Mass spectrometry was performed by Sangon Biotech Co., Ltd. Briefly, a reaction mixture containing Tris(2-carboxyethyl)phosphine hydrochloride (TCEP), SDC, and CAA were added to VP7-His beads for alkylation, followed by one-step reduction and elution. These steps were repeated 2 times. Then the eluent was collected and subjected to enzymatic hydrolysis by trypsin. The peptide solution was desalted through a desalting column and drained by a centrifuge concentrator. After that, the samples were analyzed by the Q Exactive Plus liquid mass spectrometry system (Thermo). Mass spectrometry data generated by Q Exactive Plus were retrieved by ProteinPilot (V4.5) using the Paragon database retrieval algorithm.

Immunofluorescence microscopy and live-cell imaging.

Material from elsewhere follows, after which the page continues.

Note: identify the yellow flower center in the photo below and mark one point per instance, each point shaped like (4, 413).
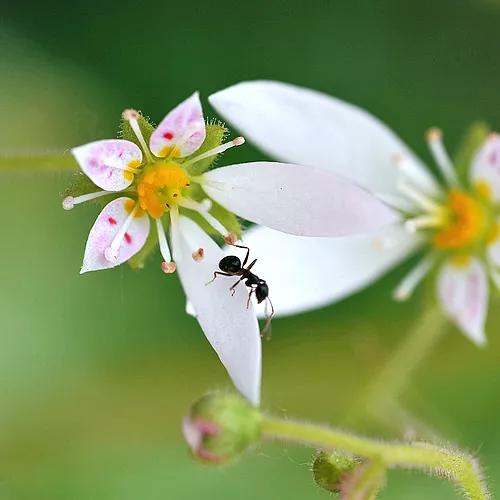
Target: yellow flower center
(464, 222)
(161, 186)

pSDred-N1-VP7 and pEGFP-N1-HSP70 plasmids were transfected into CIK or 293T cells using Invigentech INVI DNA RNA, and cells expressing green or red (GFP or RFP) fluorescent fusion proteins were cultured for 36 h. After that, the cells were fixed with 4% paraformaldehyde for 10 min, stained with 4′,6-diamidino-2-phenylindole (DAPI) for 5 min, washed 3 times with phosphate-buffered saline (PBS), and treated with antifade mounting medium. Then the cells were analyzed with a immunofluorescence microscope (Nikon). For live-cell imaging, GCO cells were seeded on a chambered coverslip at a density of around 50% confluence. Cells were then transfected with corresponding plasmids (pEGFP-N1-HSP70, pDsRed-N1-VP7, pEGFP-N1, and pDsRed-N1) and pictures were recorded per 15 min using a Nikon confocal laser microscope system.

Electron microscopy.

CIK cells were incubated with or without VP7 for 2 h, and after that, cells were collected for electron microscope observation as previously described [41]. Briefly, CIK cells were immobilized at 4°C by 2.5% glutaraldehyde overnight. After that, the cells were postfixed in 1% osmium tetroxide for 1 h, followed by washing with Dulbecco’s PBS (DPBS), dehydrated, embedded, sectioned, and stained using 2% uranyl acetate and lead citrate. Finally, images were acquired by transmission electron microscopy (H-7650; Hitachi, Tokyo, Japan).

CIK cells were cultured at 28°C overnight and then infected with GCRV; some cells were transferred from 28°C to 18°C for 24 h and the others continued to be incubated at 28°C for 24 h. After that, cells were collected for electron microscopy analysis.

Statistical analysis.

Statistical analysis was performed using unpaired two-tailed Student’s t test or one-way analysis of variance (ANOVA) between different groups. A P value of <0.05 was considered statistically significant. In figures, statistical significance is indicated as follows: *, P < 0.05; **, P < 0.01; and ***, P < 0.001. Data are representative of three independent experiments and are shown as the mean ± standard deviations (SD). For heat map analysis and volcano plot, a transcriptomic data matrix normalized by autoscaling was exported into a txt file and analyzed using TBtools software interface with an in-house R script.

Data availability.

The data that support the findings of this study are available on request from the corresponding author.